A short one, since it’s Easter and all of us should be spending more time with our families (or, at least, less time at work).
Yesterday, I made a day-trip up to Manchester to the Political Studies Association (PSA) annual conference. I was part of a roundtable and we’d agreed before to keep things quite fluid. So I took the approach that I’d see what the others said and then say something different, but related (I was last on the roster).
My colleagues took different approaches. One pulled out a full text and used it to speak to his PowerPoint presentation, while the other also used a PowerPoint, but used them to structure his talk.
After the panel, several people commented that we’d all gone it rather differently and one very good colleague of mine spent much of the train journey back down to London to marvel that I would just stand up and talk, without notes, for 15 minutes in a manner that made sense and spoke to the topic. Indeed, I believe his exact words on this were: “you stood up, with no notes, and I thought – oh no, it’s all going to go wrong.”
We’re still talking, by the way.
However, it does raise the wider point that there is much variation in how we present, be that in conferences or the classroom.

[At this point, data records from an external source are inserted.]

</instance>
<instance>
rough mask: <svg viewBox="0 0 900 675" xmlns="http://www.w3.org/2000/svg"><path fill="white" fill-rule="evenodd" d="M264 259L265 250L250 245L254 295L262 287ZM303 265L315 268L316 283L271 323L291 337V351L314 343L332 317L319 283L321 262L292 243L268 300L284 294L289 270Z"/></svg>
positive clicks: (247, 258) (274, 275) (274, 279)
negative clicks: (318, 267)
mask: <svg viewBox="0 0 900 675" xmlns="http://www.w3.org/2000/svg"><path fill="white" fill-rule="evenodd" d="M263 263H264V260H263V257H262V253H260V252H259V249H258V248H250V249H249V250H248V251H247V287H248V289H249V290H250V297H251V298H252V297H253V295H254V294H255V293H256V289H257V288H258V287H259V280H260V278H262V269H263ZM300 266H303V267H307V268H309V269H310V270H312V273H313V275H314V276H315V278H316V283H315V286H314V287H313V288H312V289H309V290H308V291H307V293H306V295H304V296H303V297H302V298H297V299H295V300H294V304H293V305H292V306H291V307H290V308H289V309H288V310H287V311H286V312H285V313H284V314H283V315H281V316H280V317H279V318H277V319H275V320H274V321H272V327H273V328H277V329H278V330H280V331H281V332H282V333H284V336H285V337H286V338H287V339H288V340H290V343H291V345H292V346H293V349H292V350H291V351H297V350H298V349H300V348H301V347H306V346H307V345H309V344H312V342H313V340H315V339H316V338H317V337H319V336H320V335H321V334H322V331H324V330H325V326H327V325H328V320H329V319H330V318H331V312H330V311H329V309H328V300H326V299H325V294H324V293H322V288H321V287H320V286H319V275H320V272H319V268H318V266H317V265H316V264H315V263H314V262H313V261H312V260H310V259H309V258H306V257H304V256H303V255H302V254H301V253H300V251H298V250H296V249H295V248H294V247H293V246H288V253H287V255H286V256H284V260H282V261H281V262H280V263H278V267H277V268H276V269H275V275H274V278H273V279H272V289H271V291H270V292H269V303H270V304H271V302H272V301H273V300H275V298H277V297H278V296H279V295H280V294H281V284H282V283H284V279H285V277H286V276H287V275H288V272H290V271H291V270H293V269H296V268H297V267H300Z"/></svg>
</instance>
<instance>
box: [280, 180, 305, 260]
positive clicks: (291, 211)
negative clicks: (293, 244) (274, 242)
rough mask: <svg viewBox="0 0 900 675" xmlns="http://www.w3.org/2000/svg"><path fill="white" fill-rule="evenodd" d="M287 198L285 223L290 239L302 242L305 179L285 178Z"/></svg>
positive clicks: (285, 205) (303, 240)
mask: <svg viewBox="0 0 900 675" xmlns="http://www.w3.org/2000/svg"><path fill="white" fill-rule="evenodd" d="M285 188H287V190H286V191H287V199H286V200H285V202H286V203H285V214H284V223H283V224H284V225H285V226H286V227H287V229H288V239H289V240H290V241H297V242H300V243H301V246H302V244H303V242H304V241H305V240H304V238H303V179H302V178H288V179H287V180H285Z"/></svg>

My personal tendency has been to cut back ever more what I explicitly prepare (especially in PowerPoint), so that I can work with the people I’m talking to. Yesterday was an extreme example (and probably not one I would have tried at the end of a three-day conference), but it highlights another path we might consider.

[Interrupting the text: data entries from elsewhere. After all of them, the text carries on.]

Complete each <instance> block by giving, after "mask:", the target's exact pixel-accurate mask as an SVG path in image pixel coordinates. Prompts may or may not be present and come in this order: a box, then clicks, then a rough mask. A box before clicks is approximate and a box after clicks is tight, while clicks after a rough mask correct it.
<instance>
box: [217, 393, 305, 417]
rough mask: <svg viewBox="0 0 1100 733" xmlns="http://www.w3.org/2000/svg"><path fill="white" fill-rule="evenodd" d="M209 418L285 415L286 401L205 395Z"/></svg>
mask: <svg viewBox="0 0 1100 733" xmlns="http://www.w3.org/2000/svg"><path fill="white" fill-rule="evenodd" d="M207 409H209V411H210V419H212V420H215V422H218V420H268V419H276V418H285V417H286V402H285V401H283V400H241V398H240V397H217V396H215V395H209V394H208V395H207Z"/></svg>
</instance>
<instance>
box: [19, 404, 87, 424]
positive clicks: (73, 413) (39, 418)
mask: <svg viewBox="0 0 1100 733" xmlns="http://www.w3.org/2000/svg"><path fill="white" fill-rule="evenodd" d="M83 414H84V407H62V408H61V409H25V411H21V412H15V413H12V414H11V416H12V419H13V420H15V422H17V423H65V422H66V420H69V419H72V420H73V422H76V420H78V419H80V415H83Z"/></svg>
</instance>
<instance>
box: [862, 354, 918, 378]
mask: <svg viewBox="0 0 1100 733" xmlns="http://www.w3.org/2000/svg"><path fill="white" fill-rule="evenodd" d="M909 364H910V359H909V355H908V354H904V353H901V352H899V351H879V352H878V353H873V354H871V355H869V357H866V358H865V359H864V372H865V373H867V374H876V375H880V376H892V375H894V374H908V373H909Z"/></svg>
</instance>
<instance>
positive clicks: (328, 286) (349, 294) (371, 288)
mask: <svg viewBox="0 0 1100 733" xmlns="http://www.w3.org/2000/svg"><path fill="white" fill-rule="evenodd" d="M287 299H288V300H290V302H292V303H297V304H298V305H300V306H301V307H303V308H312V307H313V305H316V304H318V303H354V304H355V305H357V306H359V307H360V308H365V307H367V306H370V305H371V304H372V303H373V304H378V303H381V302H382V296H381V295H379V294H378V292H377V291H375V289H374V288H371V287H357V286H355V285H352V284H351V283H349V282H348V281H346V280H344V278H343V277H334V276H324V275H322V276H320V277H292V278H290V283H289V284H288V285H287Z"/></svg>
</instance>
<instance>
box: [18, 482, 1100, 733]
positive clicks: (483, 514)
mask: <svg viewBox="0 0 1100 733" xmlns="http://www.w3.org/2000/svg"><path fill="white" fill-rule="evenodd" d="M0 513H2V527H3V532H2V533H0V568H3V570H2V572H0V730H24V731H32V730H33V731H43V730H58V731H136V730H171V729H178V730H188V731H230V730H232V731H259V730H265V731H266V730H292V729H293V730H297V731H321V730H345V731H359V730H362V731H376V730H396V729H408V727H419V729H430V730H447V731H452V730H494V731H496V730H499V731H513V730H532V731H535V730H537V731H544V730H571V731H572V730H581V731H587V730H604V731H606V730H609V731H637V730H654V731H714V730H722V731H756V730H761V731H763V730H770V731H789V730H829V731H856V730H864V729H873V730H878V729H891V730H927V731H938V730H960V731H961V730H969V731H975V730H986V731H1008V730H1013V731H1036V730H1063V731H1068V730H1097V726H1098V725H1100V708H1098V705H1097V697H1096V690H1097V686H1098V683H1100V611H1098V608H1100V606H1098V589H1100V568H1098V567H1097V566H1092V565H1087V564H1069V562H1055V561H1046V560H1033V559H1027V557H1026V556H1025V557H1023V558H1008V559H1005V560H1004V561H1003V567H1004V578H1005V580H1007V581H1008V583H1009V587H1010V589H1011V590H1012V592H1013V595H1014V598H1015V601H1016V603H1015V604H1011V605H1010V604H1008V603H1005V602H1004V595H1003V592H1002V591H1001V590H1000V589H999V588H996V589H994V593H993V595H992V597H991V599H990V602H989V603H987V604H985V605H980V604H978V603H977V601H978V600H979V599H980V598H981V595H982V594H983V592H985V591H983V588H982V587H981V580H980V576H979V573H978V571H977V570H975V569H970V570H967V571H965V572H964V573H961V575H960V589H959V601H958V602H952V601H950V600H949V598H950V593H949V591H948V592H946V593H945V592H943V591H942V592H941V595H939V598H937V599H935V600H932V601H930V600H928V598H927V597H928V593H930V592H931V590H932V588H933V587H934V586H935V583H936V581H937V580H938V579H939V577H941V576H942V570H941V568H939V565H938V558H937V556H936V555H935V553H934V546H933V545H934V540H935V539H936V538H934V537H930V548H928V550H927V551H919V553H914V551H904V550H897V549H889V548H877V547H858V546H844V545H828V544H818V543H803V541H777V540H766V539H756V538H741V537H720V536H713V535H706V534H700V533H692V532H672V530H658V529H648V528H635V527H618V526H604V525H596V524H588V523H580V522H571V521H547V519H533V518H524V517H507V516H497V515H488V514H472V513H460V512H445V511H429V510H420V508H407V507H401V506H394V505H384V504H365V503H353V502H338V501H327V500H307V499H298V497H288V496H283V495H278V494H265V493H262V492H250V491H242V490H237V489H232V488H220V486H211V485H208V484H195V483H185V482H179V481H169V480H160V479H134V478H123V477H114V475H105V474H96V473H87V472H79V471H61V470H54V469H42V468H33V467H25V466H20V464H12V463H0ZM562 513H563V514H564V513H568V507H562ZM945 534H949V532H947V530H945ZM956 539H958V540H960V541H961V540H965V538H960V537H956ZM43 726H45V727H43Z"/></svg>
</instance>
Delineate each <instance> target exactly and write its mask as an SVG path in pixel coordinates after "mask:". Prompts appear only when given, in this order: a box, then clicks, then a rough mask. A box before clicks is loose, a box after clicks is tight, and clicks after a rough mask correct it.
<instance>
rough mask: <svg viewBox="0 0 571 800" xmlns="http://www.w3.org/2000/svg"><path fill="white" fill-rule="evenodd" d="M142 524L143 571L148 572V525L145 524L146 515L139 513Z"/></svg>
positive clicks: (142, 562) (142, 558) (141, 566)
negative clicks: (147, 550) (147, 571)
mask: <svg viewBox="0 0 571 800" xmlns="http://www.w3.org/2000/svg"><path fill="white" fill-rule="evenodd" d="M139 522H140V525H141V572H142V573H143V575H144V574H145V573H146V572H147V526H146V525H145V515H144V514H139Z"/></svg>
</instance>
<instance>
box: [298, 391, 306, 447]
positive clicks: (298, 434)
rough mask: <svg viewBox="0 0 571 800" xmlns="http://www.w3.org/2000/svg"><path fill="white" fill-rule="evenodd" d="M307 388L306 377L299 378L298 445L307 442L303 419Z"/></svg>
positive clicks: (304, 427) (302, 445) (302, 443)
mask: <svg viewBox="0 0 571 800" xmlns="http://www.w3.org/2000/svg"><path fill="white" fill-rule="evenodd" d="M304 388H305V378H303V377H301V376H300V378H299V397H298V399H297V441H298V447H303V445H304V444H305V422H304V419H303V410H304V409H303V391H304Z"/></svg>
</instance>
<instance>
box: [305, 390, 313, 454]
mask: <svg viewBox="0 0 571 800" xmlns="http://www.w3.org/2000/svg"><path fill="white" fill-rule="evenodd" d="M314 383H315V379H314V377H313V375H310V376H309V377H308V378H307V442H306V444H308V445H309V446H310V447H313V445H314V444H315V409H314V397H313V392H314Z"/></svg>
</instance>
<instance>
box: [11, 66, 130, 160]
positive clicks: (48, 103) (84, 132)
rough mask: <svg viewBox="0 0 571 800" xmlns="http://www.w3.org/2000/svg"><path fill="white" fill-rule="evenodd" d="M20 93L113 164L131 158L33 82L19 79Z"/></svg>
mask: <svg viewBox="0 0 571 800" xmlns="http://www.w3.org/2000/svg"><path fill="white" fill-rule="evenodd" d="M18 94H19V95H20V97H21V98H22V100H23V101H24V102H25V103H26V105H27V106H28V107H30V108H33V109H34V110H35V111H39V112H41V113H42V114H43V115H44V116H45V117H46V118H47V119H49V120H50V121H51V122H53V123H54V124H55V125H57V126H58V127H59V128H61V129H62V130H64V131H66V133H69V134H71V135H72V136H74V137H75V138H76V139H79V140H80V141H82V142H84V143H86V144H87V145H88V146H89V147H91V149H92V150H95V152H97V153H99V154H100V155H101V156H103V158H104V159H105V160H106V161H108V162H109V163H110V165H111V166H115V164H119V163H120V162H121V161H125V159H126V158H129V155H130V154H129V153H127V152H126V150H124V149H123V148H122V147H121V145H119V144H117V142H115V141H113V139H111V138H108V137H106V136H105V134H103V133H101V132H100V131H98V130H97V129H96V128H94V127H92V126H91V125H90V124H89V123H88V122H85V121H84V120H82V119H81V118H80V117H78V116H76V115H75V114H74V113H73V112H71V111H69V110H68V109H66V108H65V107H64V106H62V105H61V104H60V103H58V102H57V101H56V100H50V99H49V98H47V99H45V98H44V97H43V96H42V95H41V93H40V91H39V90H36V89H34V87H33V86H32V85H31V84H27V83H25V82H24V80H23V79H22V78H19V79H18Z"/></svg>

At the same time, I am very aware that this is not for everyone, nor for every situation. What ultimately matters is how comfortable we feel about using a particular method: we have to minimise the friction between our intention and our practice, so that those listening/learning can access more readily what we are trying to share.
This notwithstanding, we do also need to remember one of the key lessons of any good pedagogy: it has to work for the listeners. The more we scaffold and fix our output, the less we can tack in the specific environment into which that output is put. In this case, I had an opportunity to work around colleagues whom said more or less what I thought they would, plus it was a subject on which I felt very comfortable (not least because of all the blogging I’ve done, with its emphasis on relatively terse point-making) and the room was amenable to following peoples’ responses.
By contrast, in June I’m off to speak on a roundtable in Montreal on the results of the European elections. It’ll be with people I don’t really know and includes some high-powered names, in a setting that might well number hundreds, rather than tens of people.
Plus it’s in French.
You can bet I’ll have notes for that.
I was very impressed that you did the same at the Brexit talk at Copenhagen. Then again, I think lecturing has definitely improved my conference presentations by making me less afraid of winging it or of things going wrong. Making a mess of things in front of 150 students and realising that the world doesn’t end certainly puts things into perspective, and makes you happier to take risks. Which can lead to some very positive outcomes!
Holly – I had some words scribbled on a piece of paper for Copenhagen, so not quite fully-unsupported. However, your point is a good one: what we’re comfortable with changes over time, so we need to be prepared to revisit our practice.